Confidence-Based Sampling

A novel confidence-based sampling strategy adaptively generates multiple depth hypotheses per pixel. The per-pixel confidence, predicted by the diffusion model, adjusts the sampling range: high confidence narrows the range for fine refinement, while low confidence broadens it to recover from errors. This mechanism provides informative first-order optimization directions, enhancing the denoising process.

Learned Upsampling

Between stages, learned upsampling with a mask is used instead of bilinear or nearest interpolation, improving depth map quality by leveraging local neighborhood information.

Training and Inference

The loss function incorporates $L_1$ error in normalized inverse depth, weighted by confidence and regularized to avoid trivial solutions. Exponentially increasing weights balance supervision across stages and iterations. During inference, DDIM sampling is used for efficiency, with only one timestep required due to the strong initialization.

Experimental Results

Quantitative and Qualitative Performance

DiffMVS and CasDiffMVS are evaluated on DTU, Tanks and Temples, and ETH3D datasets. CasDiffMVS achieves SOTA reconstruction accuracy and completeness, outperforming prior methods in both indoor and outdoor scenes. DiffMVS offers competitive accuracy with unmatched efficiency in run-time and memory.

Figure 6: Qualitative comparisons of reconstruction errors on Tanks and Temples dataset.

Figure 7: Qualitative comparisons of reconstruction errors on ETH3D dataset.

Efficiency Analysis

DiffMVS achieves the highest efficiency in both run-time and GPU memory among all evaluated methods. CasDiffMVS, despite its cascade refinement, remains more efficient than transformer- and 3D CNN-based competitors.

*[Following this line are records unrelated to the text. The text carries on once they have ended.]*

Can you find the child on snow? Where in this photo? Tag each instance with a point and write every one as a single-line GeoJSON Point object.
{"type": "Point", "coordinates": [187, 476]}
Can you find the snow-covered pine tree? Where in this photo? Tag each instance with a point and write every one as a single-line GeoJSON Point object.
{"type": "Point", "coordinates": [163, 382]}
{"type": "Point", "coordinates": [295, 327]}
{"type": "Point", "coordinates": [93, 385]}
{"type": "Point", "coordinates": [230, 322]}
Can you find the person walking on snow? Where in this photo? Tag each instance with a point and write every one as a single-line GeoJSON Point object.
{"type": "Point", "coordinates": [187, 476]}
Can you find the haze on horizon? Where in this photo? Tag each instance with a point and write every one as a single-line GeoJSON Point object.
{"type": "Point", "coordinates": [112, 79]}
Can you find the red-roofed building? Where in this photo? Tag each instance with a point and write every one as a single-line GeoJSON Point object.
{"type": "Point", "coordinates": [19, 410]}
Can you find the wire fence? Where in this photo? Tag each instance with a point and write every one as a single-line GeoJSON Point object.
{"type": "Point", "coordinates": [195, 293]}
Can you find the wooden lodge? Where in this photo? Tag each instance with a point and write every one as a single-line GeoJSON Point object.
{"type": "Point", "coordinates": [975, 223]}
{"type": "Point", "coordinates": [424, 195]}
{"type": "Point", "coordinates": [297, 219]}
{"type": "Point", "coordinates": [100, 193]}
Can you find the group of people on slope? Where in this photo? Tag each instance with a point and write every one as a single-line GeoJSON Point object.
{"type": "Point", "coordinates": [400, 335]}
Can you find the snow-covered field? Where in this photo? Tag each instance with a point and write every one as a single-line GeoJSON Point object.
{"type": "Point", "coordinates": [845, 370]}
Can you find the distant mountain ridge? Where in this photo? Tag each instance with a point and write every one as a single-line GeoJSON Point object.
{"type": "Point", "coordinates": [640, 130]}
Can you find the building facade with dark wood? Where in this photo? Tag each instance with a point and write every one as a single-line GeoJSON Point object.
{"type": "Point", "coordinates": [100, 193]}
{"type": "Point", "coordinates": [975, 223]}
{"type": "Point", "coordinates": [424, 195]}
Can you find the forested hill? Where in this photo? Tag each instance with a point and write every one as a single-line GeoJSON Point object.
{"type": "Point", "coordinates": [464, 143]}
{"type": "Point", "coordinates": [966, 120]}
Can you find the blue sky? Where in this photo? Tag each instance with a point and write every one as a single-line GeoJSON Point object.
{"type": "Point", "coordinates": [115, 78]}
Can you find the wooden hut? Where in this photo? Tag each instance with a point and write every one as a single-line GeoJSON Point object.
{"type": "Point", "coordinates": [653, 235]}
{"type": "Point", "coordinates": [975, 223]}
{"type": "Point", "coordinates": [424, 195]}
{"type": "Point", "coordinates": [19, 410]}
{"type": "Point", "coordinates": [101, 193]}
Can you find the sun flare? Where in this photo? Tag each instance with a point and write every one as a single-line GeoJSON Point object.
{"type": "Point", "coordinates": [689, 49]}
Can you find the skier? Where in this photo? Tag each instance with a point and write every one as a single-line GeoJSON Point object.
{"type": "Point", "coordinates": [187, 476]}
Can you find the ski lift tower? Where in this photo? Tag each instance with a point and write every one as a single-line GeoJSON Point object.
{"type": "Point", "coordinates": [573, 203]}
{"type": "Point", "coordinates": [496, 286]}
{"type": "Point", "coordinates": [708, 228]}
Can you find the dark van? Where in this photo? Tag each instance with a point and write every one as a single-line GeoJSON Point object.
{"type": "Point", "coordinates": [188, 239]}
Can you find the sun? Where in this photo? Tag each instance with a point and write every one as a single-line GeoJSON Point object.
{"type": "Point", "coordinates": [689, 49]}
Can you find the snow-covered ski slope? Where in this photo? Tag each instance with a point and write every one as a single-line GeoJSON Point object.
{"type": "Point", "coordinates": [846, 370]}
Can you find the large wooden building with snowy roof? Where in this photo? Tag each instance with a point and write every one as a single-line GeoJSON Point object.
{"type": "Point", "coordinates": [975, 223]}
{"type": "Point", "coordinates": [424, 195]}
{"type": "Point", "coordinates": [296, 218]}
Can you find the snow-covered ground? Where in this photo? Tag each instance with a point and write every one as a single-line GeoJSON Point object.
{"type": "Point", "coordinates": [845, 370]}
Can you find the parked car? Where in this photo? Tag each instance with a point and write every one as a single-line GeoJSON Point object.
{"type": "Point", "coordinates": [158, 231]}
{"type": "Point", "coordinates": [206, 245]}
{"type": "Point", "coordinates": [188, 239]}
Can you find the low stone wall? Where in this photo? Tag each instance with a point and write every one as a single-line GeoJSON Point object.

Figure 8: Efficiency comparison with SOTA MVS methods on DTU in terms of run-time and GPU memory.

Figure 9: Run-time comparison per module on DTU, highlighting the advantages of the proposed architecture.

Confidence Visualization

The learned confidence maps reliably reflect depth error distributions, with high confidence in regions of low error and vice versa, despite unsupervised training.

Figure 10: Visualization of reference image, depth map, depth error map, and confidence map on BlendedMVS validation set.

Ablation Studies

Comprehensive ablations validate the contributions of each component:

Diffusion Process: Removing diffusion or replacing it with noise augmentation degrades performance, confirming the necessity of the conditional diffusion mechanism.
Condition Encoder: Excluding cost volume, depth context, or image context features reduces accuracy, demonstrating the importance of each.
Confidence-Based Sampling: Fixed or single-sample strategies underperform compared to adaptive, confidence-driven sampling.
Diffusion Network Design: The convolutional GRU enables iterative refinement with fewer parameters and better convergence than stacked U-Nets.

Implementation Considerations

Resource Requirements: DiffMVS is suitable for real-time and resource-constrained applications, while CasDiffMVS targets high-accuracy scenarios.
Scaling: The lightweight architecture and efficient sampling enable deployment on standard GPUs and potential adaptation for mobile devices.
Limitations: The method relies on accurate initial depth estimation; extreme noise or poor initialization may affect convergence.

Implications and Future Directions

The integration of conditional diffusion models into MVS offers a principled approach to escaping local minima and balancing efficiency with accuracy. The confidence-aware sampling mechanism provides a robust optimization direction, and the lightweight network design facilitates practical deployment. Future research may explore further reduction of computational overhead, adaptation to uncalibrated or sparse-view scenarios, and extension to other geometry estimation tasks such as surface normal or optical flow estimation.

Conclusion

This work presents a conditional diffusion-based MVS framework with a confidence-aware sampling strategy and lightweight network architecture. DiffMVS and CasDiffMVS set new baselines for efficient and accurate multi-view depth estimation, demonstrating strong generalization and resource efficiency. The approach provides a foundation for future advances in learning-based 3D reconstruction and related vision tasks.